Во многих случаях конструкция с причастием настоящего времени служит, подобно современным формам длительного действия, фоном для другого действия:
OE.: “Efne ða se apostol ðas sprecende wæs, ða bær sum widuwe hire suna lic to bebyrgenne” – NE.: “And when that apostle was speaking of his doctrine then a widow brought the body of her son to bury it”.
Более того, длительная конструкция имеет даже свои типичные контексты и случаи употребления – предложения с союзами oð, oð pæt – до тех пор, пока, в которых выражаются два последовательных действия в прошлом: длительное действие, продолжающееся вплоть до того момента, когда произошло второе действие:
OE.: “Ond hie ealle on pone cyning wærun feohtende, oð pæt hie hine ofslægene hæfdon” – NE.: “And they were fighting that king until they killed him (had him killed)”.
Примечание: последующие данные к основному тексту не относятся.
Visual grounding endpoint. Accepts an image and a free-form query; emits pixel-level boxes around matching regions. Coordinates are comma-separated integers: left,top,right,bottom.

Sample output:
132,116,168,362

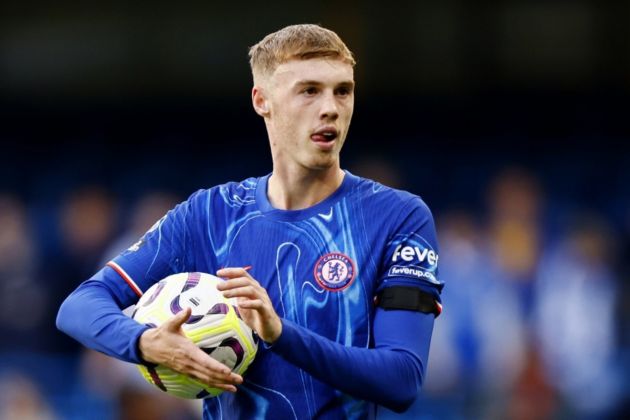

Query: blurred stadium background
0,0,630,419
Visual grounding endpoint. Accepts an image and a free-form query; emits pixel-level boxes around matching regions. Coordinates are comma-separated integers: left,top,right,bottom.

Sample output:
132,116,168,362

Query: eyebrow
295,80,354,88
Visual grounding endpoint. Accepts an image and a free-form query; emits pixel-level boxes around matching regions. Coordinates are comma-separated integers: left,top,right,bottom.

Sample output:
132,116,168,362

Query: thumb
165,308,191,331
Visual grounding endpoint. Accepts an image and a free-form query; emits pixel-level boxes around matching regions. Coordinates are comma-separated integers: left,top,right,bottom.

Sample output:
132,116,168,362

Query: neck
267,167,345,210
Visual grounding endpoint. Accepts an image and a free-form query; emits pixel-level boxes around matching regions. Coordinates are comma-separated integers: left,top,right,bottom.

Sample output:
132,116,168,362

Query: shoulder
352,175,431,218
187,177,260,210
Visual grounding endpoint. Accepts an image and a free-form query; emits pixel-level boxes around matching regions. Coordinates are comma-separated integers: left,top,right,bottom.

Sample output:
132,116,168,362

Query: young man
57,25,442,419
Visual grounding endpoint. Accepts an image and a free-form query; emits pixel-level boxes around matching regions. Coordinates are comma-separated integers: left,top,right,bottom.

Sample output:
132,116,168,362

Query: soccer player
57,25,443,419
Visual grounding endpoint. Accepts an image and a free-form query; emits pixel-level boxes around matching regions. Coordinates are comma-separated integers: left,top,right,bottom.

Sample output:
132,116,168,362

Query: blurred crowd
0,158,630,420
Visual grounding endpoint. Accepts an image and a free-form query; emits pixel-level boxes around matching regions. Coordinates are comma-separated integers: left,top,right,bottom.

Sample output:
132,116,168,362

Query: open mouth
311,128,339,143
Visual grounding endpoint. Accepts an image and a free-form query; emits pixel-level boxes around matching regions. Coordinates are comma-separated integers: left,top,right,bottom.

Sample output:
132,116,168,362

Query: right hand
138,308,243,392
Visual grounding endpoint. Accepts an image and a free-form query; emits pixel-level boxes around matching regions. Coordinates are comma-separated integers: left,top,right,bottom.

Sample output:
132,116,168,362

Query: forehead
271,57,354,85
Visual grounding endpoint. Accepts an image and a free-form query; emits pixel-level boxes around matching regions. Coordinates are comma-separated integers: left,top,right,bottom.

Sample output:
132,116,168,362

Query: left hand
217,267,282,343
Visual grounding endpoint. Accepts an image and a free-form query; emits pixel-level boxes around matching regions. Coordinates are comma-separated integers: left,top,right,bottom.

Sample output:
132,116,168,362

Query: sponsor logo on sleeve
388,265,440,284
392,244,438,267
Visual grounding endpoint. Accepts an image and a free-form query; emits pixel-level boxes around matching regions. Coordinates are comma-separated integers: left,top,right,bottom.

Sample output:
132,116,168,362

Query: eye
335,86,352,96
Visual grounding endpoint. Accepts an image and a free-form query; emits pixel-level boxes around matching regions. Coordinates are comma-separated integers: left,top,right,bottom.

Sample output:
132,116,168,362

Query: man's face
258,58,354,170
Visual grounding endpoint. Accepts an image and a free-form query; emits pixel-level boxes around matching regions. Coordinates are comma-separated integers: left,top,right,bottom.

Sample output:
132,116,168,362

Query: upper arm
99,191,201,306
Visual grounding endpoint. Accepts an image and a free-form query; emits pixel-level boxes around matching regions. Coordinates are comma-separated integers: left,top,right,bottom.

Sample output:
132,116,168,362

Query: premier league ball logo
314,252,356,292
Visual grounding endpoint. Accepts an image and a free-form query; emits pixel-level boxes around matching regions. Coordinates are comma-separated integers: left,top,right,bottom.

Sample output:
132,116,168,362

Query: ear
252,86,269,117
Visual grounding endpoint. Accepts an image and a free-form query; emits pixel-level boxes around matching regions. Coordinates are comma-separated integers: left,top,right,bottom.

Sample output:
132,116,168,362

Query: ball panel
132,273,258,398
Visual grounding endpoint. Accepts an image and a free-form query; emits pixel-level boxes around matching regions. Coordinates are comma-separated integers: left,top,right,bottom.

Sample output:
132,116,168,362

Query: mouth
311,127,339,144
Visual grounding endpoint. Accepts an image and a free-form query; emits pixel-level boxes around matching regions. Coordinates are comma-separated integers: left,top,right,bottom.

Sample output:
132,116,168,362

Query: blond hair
249,24,356,80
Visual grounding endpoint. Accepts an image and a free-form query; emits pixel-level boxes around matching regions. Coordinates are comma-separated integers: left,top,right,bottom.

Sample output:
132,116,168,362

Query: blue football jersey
106,172,442,419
Однако все значения длительной конструкции могут быть выражены и простой глагольной формой:
OE.: “… ond he pær wunade, oð pæt hine an swan ofstang” – NE.: “… and he was living there until one shepherd killed him”.
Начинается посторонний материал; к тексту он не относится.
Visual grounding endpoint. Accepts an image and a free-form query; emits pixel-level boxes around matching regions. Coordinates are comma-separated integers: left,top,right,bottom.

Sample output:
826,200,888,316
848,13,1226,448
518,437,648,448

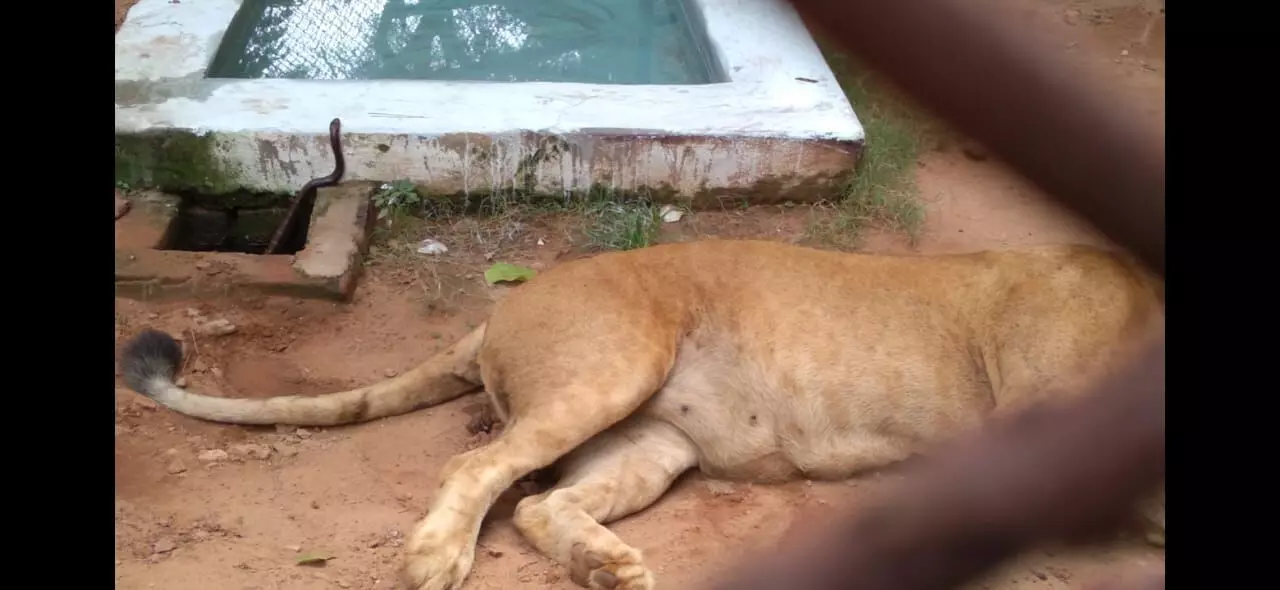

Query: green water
206,0,724,84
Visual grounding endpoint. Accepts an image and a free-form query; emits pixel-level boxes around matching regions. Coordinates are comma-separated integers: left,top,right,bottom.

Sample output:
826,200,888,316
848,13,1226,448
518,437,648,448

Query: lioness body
124,241,1164,589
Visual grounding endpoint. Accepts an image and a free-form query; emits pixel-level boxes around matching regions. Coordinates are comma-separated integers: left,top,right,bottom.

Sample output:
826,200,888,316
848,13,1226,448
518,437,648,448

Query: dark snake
264,119,347,255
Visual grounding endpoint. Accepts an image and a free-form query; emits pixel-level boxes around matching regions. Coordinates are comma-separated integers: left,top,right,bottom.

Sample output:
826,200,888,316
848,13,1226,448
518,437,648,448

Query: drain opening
164,193,314,255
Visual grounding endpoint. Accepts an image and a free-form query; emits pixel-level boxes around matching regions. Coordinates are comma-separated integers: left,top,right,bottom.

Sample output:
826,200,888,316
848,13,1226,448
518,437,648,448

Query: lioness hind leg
402,379,652,590
515,419,698,590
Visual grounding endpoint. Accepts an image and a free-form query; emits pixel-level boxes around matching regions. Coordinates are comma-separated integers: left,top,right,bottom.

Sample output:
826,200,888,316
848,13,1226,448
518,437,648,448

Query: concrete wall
115,0,863,201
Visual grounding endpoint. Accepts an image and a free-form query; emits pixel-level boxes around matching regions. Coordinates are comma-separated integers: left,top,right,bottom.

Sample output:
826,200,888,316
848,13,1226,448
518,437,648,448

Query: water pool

По мнению большинства исследователей, при всем разнообразии значений, основной функцией длительных конструкций в древнеанглийский период является повышенная экспрессивность, акцентирование, т.е., по сути дела, функция стилистическая. Эти наблюдения интересны тем, что они напоминают современную трактовку форм длительного вида некоторыми лингвистами, усматривающими в нем особую «живописующую» функцию. Более подробно данная теория рассматривается в следующей главе.
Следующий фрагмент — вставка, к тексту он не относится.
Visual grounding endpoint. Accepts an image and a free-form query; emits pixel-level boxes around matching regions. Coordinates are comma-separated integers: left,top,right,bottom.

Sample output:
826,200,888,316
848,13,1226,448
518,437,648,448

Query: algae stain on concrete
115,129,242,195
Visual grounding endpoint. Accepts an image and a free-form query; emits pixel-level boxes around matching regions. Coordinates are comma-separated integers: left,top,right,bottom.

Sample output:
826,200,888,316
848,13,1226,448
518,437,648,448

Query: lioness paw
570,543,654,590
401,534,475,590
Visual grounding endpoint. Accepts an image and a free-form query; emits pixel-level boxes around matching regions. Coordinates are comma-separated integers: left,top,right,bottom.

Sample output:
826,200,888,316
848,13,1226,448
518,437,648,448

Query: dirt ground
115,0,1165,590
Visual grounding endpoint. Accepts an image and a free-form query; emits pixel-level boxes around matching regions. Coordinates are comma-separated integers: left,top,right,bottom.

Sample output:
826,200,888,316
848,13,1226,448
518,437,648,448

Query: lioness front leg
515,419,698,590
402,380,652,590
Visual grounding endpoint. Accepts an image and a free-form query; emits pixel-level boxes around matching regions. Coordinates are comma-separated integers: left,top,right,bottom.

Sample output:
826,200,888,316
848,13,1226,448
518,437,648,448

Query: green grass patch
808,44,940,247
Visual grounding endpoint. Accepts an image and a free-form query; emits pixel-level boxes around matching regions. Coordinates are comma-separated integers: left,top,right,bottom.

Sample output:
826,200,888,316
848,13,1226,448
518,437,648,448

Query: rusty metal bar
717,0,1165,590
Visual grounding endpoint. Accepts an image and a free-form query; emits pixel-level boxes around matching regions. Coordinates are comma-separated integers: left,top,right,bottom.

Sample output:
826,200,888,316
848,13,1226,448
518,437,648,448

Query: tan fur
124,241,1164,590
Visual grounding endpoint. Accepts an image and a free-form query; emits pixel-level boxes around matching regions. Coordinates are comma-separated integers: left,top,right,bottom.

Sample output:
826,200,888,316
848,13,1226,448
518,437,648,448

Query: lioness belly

Таким образом в древнеанглийский период между простыми временными формами и синтаксическими конструкциями видового значения создаются семантические отношения включения и полусвободного варьирования. Простая форма может передавать любое значение данных конструкций, тогда как последние ограничены по семантике: перфектные конструкции имеют видовые значения завершенности и предшествования; конструкции с причастием настоящего времени выражают длительность, незавершенность и, очевидно, тяготеют к более экспрессивным, стилистическим средствам.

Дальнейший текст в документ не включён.